1. TYPES OF RESEARCH QUESTION ENABLED. How can a clinician find out that the dozens
of “out of range” variables observed in a patient’s data cloud, form a connected set with respect
to pathophysiology pathways, from gene to clinical variable? How can the high-dimensional
data of studies that measure for each individual 100+ data points of various types
(“personal data clouds”) be analyzed as one set in an integrated fashion (as opposed to variable
by variable) against existing knowledge bases and also be used to improve the databases?
DeepTranslate addresses these two types of questions and thereby will accelerate translation of
future personal data clouds into (A) care decisions and (B) hypotheses on new disease mechanisms
/ treatments, thereby benefiting providers as well as researchers.
2. USE OF EXPERTISE AND RESOURCES. • ISB: pioneer in personalized, big-data driven
medicine (Demo Project 1); biomedical content expertise; multiscale omics and molecular pathogenesis,
big data analysis, housing of databases for public access; query engine designs, GUI.
• UCSD: leader in biomedical data integration; automated assembly of molecular and clinical
data into hierarchical structures; translation between data types • U Montreal: biomedical database
curation from literature and construction of gene/protein/drug interaction networks; machine
learning, open resource database • St Jude CRH: Cancer monitoring Demo Project 2,
cancer patient data analytics.
3. POTENTIAL DATA AND INFRASTRUCTURE CHALLENGES. (a) Existing comprehensive
clinical data sources are not uniform and not explicitly based on biological networks; cross-mapping
is being performed at NLM based on lexical relationships: HPO (phenotypes) vs.
SNOMED CT (for EMR) vs.
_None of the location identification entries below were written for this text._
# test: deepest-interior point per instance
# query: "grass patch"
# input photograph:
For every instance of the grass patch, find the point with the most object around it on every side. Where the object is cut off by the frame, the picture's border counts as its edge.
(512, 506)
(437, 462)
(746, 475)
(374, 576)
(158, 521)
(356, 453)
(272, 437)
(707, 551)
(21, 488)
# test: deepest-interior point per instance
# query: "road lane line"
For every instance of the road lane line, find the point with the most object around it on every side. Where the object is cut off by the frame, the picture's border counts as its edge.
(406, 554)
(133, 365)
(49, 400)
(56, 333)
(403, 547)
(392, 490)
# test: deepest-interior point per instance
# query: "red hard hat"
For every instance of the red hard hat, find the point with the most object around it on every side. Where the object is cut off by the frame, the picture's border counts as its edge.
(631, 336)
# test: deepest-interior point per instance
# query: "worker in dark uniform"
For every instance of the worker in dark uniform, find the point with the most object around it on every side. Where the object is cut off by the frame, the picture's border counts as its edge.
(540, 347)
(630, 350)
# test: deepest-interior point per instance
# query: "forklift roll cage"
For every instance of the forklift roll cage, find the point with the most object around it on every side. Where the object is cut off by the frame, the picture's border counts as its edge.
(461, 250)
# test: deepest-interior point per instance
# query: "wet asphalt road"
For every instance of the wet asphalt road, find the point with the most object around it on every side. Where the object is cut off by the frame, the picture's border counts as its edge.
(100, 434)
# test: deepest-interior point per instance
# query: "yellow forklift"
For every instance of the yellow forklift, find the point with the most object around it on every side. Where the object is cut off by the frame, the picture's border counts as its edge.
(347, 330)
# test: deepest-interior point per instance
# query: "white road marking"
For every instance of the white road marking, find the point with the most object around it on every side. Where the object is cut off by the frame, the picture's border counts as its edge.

IDC or Merck Manual (for diseases). Careful selection of these
sources in close collaboration with NLM is needed. (b) Existing molecular pathway databases
are static, based on averages of heterogeneous non-stratified populations, while the newly
measured high-dimensional data clouds are varied due to intra-individual temporal fluctuation
and inter-individual variation. How this will affect building of ontotypes in our hybrid approach,
and how large cohorts of data clouds must be to offer statistical power is yet to be determined.
Our two Demonstration Projects with their uniquely deep (high-dimensional and multiscale) data
in cohorts of limited but growing size are thus crucial first steps in a long journey of collective
learning in the TRANSLATOR community.